Hawkeye: Change-targeted Testing for Android Apps based on Deep Reinforcement Learning
This addresses the need for faster and more effective testing of app updates for developers, though it is incremental as it builds on existing change-focused testing methods.
The paper tackles the problem of inefficient testing for Android app updates by proposing Hawkeye, a tool that uses deep reinforcement learning to prioritize GUI actions associated with code changes, achieving more reliable targeting of changed functions compared to state-of-the-art tools like FastBot2 and ARES in evaluations with 10 open-source and 1 commercial app.
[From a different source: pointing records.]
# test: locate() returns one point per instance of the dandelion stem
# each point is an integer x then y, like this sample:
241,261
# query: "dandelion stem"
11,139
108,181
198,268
Android Apps are frequently updated to keep up with changing user, hardware, and business demands. Ensuring the correctness of App updates through extensive testing is crucial to avoid potential bugs reaching the end user. Existing Android testing tools generate GUI events focussing on improving the test coverage of the entire App rather than prioritising updates and its impacted elements. Recent research has proposed change-focused testing but relies on random exploration to exercise the updates and impacted GUI elements that is ineffective and slow for large complex Apps with a huge input exploration space. We propose directed testing of App updates with Hawkeye that is able to prioritise executing GUI actions associated with code changes based on deep reinforcement learning from historical exploration data. Our empirical evaluation compares Hawkeye with state-of-the-art model-based and reinforcement learning-based testing tools FastBot2 and ARES using 10 popular open-source and 1 commercial App. We find that Hawkeye is able to generate GUI event sequences targeting changed functions more reliably than FastBot2 and ARES for the open source Apps and the large commercial App. Hawkeye achieves comparable performance on smaller open source Apps with a more tractable exploration space. The industrial deployment of Hawkeye in the development pipeline also shows that Hawkeye is ideal to perform smoke testing for merge requests of a complicated commercial App.